Pour les capitaux offshore qui dépendent de ces jetons pour leurs règlements quotidiens et leur stockage de valeur, cette attente de weaponization modifiera directement les modes d'utilisation : d'une part, les contreparties privilégieront des stratégies « entrée-rapide, sortie-rapide », réduisant la détention à long terme et traitant les jetons indexés sur le dollar comme des actifs transitaires temporaires plutôt que comme des outils d'épargne stables sur la chaîne ; d'autre part, les marchés émergents et les régions à haut risque pourraient être contraints d'augmenter leur diversification monétaire — en se tournant partiellement vers des canaux de retrait en monnaie locale, en explorant des jetons non liés au dollar tels que l'euro ou d'autres monnaies régionales, voire en cherchant d'autres alternatives chain-based au dollar soutenues par des institutions financières non américaines. Le problème réside dans le fait que ces alternatives de remplacement présentent soit une liquidité insuffisante, soit une transparence moindre au niveau de la conformité et du règlement ; tandis que la demande structurelle augmente, les risques systémiques sont répartis sur un plus grand nombre d'actifs plus vulnérables. La position dominante du « dollar cryptographique » mondial n'est pas immédiatement ébranlée, mais elle doit désormais payer un prime de risque plus élevé pour compenser la surcharge réglementaire et la perte de confiance.

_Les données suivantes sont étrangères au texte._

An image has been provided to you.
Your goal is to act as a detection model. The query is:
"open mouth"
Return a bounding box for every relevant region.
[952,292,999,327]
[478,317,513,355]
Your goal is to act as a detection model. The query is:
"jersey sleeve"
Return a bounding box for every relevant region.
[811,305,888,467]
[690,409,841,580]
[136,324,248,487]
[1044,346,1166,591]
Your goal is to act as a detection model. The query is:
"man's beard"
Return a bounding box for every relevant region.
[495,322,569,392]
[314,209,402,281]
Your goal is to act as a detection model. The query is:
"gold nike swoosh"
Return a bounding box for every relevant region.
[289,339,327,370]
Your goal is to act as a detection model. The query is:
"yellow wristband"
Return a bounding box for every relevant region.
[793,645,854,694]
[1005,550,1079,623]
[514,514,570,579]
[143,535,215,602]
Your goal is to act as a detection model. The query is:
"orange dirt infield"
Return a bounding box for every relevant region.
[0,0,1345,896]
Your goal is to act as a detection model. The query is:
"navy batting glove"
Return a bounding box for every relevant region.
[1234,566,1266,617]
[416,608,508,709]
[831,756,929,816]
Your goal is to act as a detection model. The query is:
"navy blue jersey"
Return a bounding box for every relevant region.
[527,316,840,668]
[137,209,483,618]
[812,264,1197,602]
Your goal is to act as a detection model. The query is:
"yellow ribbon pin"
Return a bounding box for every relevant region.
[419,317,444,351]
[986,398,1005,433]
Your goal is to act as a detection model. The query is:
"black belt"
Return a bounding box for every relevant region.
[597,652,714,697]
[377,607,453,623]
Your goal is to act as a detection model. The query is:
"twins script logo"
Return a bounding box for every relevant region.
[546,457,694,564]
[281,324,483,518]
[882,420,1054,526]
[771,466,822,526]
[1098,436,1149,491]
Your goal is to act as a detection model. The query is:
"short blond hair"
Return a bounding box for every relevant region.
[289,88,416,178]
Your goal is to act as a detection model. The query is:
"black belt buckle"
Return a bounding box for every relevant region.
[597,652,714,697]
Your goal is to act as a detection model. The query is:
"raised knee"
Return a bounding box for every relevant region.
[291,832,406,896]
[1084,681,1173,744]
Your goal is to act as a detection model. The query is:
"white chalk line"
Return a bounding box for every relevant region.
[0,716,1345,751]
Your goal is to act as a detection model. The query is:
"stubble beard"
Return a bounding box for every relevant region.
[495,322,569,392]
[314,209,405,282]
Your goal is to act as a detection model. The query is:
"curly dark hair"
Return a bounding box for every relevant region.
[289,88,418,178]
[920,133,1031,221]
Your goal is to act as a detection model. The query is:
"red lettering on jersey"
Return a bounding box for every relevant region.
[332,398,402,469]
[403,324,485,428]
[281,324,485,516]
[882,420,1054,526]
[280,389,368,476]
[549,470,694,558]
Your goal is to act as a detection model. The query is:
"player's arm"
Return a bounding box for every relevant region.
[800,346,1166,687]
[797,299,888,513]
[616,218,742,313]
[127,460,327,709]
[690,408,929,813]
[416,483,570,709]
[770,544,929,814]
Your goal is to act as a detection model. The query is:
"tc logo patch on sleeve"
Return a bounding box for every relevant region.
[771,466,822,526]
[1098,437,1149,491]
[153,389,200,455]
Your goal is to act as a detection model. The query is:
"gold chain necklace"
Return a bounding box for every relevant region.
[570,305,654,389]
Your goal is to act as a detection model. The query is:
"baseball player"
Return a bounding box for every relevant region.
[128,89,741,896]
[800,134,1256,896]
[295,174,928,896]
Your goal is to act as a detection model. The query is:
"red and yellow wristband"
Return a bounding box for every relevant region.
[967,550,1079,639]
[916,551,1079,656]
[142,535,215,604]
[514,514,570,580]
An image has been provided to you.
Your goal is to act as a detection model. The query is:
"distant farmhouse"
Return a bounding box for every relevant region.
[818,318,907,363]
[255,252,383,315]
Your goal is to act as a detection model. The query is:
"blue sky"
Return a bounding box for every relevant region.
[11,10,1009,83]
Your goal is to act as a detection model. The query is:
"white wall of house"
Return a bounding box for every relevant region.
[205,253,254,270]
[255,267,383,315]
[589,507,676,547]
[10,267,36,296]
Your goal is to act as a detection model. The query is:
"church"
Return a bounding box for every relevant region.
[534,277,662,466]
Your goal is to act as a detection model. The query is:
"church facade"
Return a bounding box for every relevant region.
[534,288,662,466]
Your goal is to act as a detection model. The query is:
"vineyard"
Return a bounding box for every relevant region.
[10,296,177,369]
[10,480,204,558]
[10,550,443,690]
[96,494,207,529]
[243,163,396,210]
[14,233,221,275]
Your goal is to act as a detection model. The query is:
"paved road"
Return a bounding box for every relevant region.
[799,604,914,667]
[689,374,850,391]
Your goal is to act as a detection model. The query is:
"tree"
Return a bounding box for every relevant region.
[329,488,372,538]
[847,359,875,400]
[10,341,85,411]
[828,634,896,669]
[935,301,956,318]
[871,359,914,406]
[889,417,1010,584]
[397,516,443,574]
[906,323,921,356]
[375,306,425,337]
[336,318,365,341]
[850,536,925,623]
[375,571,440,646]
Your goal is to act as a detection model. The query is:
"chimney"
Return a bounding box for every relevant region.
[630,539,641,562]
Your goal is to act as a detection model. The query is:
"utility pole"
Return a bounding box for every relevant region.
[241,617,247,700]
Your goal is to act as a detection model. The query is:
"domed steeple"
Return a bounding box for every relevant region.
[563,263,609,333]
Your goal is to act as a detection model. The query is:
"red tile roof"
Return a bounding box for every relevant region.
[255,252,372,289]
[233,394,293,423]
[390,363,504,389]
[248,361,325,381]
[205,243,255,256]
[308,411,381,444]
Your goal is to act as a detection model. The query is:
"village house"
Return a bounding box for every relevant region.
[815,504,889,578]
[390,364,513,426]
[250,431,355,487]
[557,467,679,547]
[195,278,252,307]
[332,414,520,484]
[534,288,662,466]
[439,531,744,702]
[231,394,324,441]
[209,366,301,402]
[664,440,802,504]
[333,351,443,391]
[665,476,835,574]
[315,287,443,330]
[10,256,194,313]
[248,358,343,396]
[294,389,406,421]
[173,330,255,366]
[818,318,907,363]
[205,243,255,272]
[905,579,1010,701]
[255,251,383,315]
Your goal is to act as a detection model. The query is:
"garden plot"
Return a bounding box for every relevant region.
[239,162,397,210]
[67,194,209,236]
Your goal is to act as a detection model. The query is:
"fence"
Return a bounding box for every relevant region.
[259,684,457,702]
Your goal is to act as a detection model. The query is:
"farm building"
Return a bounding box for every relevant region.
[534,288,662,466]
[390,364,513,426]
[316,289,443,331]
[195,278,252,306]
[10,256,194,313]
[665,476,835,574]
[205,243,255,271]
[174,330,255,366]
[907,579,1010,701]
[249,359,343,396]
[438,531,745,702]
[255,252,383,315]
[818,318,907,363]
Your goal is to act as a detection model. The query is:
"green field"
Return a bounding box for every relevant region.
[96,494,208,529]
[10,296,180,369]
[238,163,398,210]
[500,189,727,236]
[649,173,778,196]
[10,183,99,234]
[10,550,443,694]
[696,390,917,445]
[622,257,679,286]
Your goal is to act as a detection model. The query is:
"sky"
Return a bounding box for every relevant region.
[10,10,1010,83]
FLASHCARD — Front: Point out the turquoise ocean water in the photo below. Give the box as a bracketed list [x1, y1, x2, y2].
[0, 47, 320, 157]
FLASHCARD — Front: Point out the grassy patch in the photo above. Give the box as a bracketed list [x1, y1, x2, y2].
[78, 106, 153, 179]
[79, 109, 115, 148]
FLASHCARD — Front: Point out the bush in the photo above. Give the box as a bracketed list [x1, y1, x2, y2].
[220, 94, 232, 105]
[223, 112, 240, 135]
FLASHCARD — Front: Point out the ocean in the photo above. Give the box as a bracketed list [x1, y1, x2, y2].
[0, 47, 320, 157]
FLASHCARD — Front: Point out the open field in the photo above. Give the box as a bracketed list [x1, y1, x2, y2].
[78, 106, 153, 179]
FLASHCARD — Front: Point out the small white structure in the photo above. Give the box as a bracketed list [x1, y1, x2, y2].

De l'Iran au monde entier : le nouveau jeu de souveraineté des actifs sur chaîne

Environ 1 milliard de dollars d’actifs liés à l’Iran ont été « directement saisis » depuis ces portefeuilles ; le marché a pour la première fois observé en conditions réelles que la « souveraineté des actifs sur chaîne » ne se limite pas à qui détient techniquement les clés privées, mais dépend de la capacité des autorités et des infrastructures à exercer un contrôle unilatéral sur les actifs dans un cadre juridique et politique. Cette mise à jour majeure ramène la frontière de sécurité de la propriété du domaine « cryptographiquement immuable » au cadre réel des « juridictions et réseaux de conformité ». À moyen et long terme, BTC/ETH sous forme auto-détenu pourraient acquérir une « prime de souveraineté » : techniquement difficiles à confisquer, mais avec des canaux de liquidité dépréciés en raison du traçage sur chaîne et de la pression externe en matière de conformité ; les produits de garde et les tokens dénommés en dollars fortement intégrés au cadre réglementaire américain devront compenser, au-delà de leur rendement, une prime de risque réglementaire liée à leur « exposabilité à la saisie » ; les entités à haut risque et les marchés périphériques pourraient déplacer une partie de leurs fonds vers des actifs hors chaîne, des tokens de monnaies régionales ou des positions auto-détenu plus décentralisées, créant ainsi une hiérarchie de prix basée sur un spectre conformité-souveraineté. Les trois variables à suivre attentivement désormais sont : si la fréquence et le montant des actions judiciaires américaines sur chaîne continuent d’augmenter, si les émetteurs principaux de tokens en dollars resserrent ou assouplissent leur rythme de mise sur liste noire et de gel, ainsi que la réorganisation des flux de capitaux entre plateformes centralisées, portefeuilles auto-détenu et différentes chaînes publiques, accompagnée d’évolutions dans les préférences d’actifs — ces variables détermineront qui paiera finalement la prime réglementaire.